The \(R^2\) value of 0.73 means that this model explains about 73% of the variability in life expectancy, which is a much better result than we achieved in our first model and a very strong single predictor.
In this model the standard error for TotExp, 0, is 8.08 times smaller than the coefficient, 0. So this also indicates a very good fit. The standard error for the intercept, 0.75, is 85.93 times smaller than the coefficient, 64.75.
The p-values for the coefficients for both TotExp and intercept as so small that they are essentially zero, indicating that it is highly likely that both the speed and this specific intercept value are relevant to the model.
The scatter plot in this case shows a clear linear relationship that is also evident in the linear model. This is clearly a much better model than our first attempt. It explains 3 times as much of the variability as our first model did.
Given a linear model of:
\[ \text{LifeExp}^{4.6} = 64.75 + 0 \times \text{TotExp}^{0.06} \]
# forecast life expectancy when TotExp^.06 =1.5
le_1.5 <- (data.lm$coefficients[1] + data.lm$coefficients[2] * 1.5)^(1/4.6)
Life expectancy when \(\text{TotExp}^{0.06} = 1.5\) is \(2.48\).
# forecast life expectancy when TotExp^.06=2.5
le_2.5 <- (data.lm$coefficients[1] + data.lm$coefficients[2] * 2.5)^(1/4.6)
Life expectancy when \(\text{TotExp}^{0.06} = 2.5\) is \(2.48\).
LifeExp = b0 + b1 x PropMd + b2 x TotExp + b3 x PropMD x TotExp
#Reload the data to reset to original values
detach(data)
data2 <- read.csv("who.csv")
attach(data2)
mult.lm <- lm(LifeExp ~ PropMD + TotExp + (PropMD * TotExp))
summary(mult.lm)
##
## Call:
## lm(formula = LifeExp ~ PropMD + TotExp + (PropMD * TotExp))
##
## Residuals:
## Min 1Q Median 3Q Max
## -27.32 -4.13 2.10 6.54 13.07
##
## Coefficients:
## Estimate Std.
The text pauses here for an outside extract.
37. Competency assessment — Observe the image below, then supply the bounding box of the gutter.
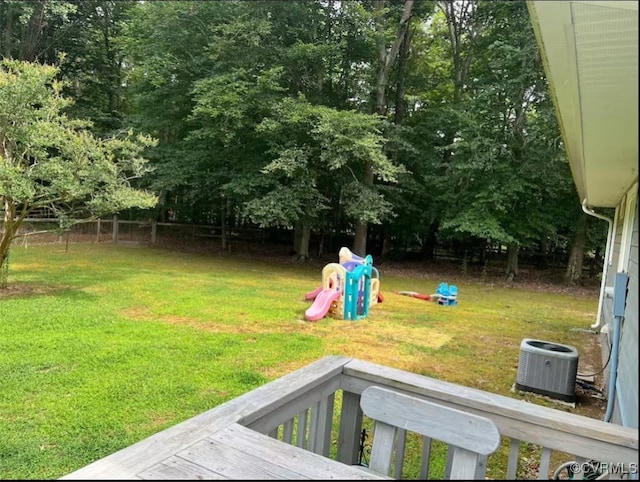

Error t value Pr(>|t|)
## (Intercept) 62.77270326 0.79560524 78.90 < 0.0000000000000002 ***
## PropMD 1497.49395252 278.81687965 5.37 0.000000232060277 ***
## TotExp 0.00007233 0.00000898 8.05 0.000000000000094 ***
## PropMD:TotExp -0.00602569 0.00147236 -4.09 0.000063527329494 ***
## ---
## Signif. codes: 0 '***' 0.001 '**' 0.01 '*' 0.05 '.' 0.1 ' ' 1
##
## Residual standard error: 8.8 on 186 degrees of freedom
## Multiple R-squared: 0.357, Adjusted R-squared: 0.347
## F-statistic: 34.5 on 3 and 186 DF, p-value: <0.0000000000000002
hist(mult.lm$residuals)
mean(mult.lm$residuals)
## [1] -0.00000000000000079
The residuals are not normally distributed although there is a strong left skew.
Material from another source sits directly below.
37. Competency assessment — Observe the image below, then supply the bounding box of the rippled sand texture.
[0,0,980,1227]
plot(fitted(mult.lm), residuals(mult.lm), xlab="Fitted", ylab="Residuals")
abline(h=0)
There is a strong apparent pattern to the plotted residuals indicating that the linear model is not a good fit.
qqnorm(resid(mult.lm))
qqline(resid(mult.lm))
We can see that there is a strong curve to the sample quantiles vs theoretical quantiles.
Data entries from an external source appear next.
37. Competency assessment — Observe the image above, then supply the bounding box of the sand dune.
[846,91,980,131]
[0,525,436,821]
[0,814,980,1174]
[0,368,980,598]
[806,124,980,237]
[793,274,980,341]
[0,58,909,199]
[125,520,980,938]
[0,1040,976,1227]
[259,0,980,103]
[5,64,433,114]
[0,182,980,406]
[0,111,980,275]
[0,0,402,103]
This model is not a good fit. It has an \(R^2\) value of 0.35744 which is only about half as good as the transformedx model in Problem 2.
Given a linear model of:
\[ \text{LifeExp} = 62.77 + 1497.49 \times \text{PropMD} + \\ 0 \times \text{TotExp} + -0.01 \times (\text{PropMD} \times \text{TotExp}) \]
# forecast life expectancy when PropMD = 0.03 and TotExp = 14
lexp <- mult.lm$coefficients[1] + mult.lm$coefficients[2] * 0.03 + mult.lm$coefficients[3] * 14 + mult.lm$coefficients[4] * 0.03 * 14
Life expectancy when \(\text{PropMD} = 0.03\) \(\text{TotExp} = 14\) is \(107.7\).